Pero también puede pasar otra cosa. Puede ocurrir que el pibe no meta el cambio de frente con un zapatazo de tres dedos. Puede que se quede ahí, de espaldas a su rival, con sonrisa de torero, esperando que el otro se componga y se le venga al humo y entonces le tire un caño de espaldas y con pisada, y un breve giro del cuerpo para recoger el balón del otro lado y ahora sí, tirar el pelotazo.

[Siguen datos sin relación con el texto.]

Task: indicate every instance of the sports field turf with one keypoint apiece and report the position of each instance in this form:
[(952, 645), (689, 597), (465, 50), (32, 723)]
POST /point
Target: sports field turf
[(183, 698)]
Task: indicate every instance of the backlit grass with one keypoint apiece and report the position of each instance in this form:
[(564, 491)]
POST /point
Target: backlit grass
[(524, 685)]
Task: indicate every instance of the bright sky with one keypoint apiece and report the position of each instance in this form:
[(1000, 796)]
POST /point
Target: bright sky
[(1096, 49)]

Pero si hace eso último el viejo no podrá permanecer sentado. Porque entonces querrá decir que las cosas no son como el viejo viene suponiendo que eran. Algunas sí, pero otras no. Porque no es la primera vez que el viejo ve esa jugada. Esa misma. La pisada, el caño, el amague del paso largo y otro caño, de espaldas, con pisada. Hace años que la ha visto. Quince, para ser exactos. Pero no desde la tribuna, no desde el vigésimo tablón en el que ahora está, todavía, sentado. Hace quince años la vio desde el alambre, porque Lito le decía que lo mirase desde ahí, desde el lateral, porque le gustaba tenerlo cerca para escucharle los consejos y el viejo le daba el gusto.

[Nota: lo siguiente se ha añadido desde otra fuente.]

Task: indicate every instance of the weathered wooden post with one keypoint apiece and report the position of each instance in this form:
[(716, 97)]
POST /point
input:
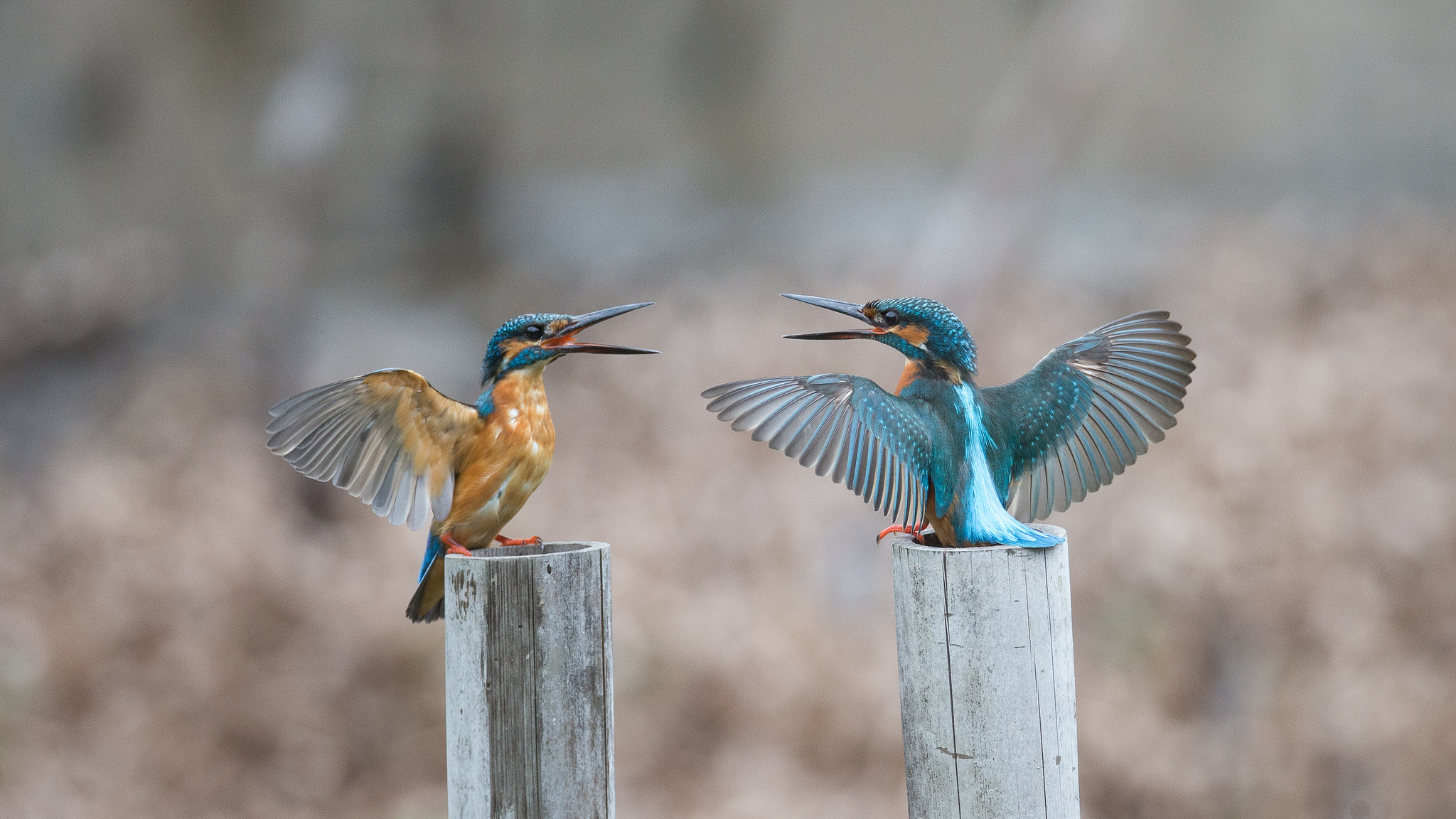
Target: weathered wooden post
[(986, 690), (529, 682)]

Era bueno, Lito. Muy bueno. Lito también era distinto. Cómo lo quería el viejo. No sólo porque fuera capaz de meter ese triplete imposible, aunque también. Y el pibe, el de rulos, sigue esperando. Claro que son sólo unos segundos. Tardo mucho más en contarlo que en que suceda. ¿Cuánto puede tardar un marcador en ponerse de pie y volverse hecho una furia hacia el flaquito que acaba de humillarlo? Pero por otro lado el tiempo es una experiencia subjetiva. Quince años pueden ser una eternidad o un suspiro, según sepamos o no sepamos el grosor del tabique que separa el saber del no saber lo que hemos vivido. Y nuestra identidad y nuestra herencia pueden yacer encriptadas en un peculiar encadenamiento del ácido de nuestras células, pero también y al mismo tiempo manifestarse en el modo único e irrepetible de hilvanar tres gambetas al hilo contra el mismo marcador y en la superficie de medio metro cuadrado de césped.
Supongo que aquí se acaba esta historia. Con el pibe de rulos, nacido en el regimiento, que toca la bola con una pisada hacia atrás, apenitas. Termina con el pibe de ojos renegridos quebrando la cintura para esquivar la locomotora enceguecida del rival que no puede evitar comerse el caño. Termina con el último «Ole» admirado de los veinte o treinta familiares regados por la tribuna. Termina con el viejo que ahora sí, enmudecido en su certeza, se pone de pie.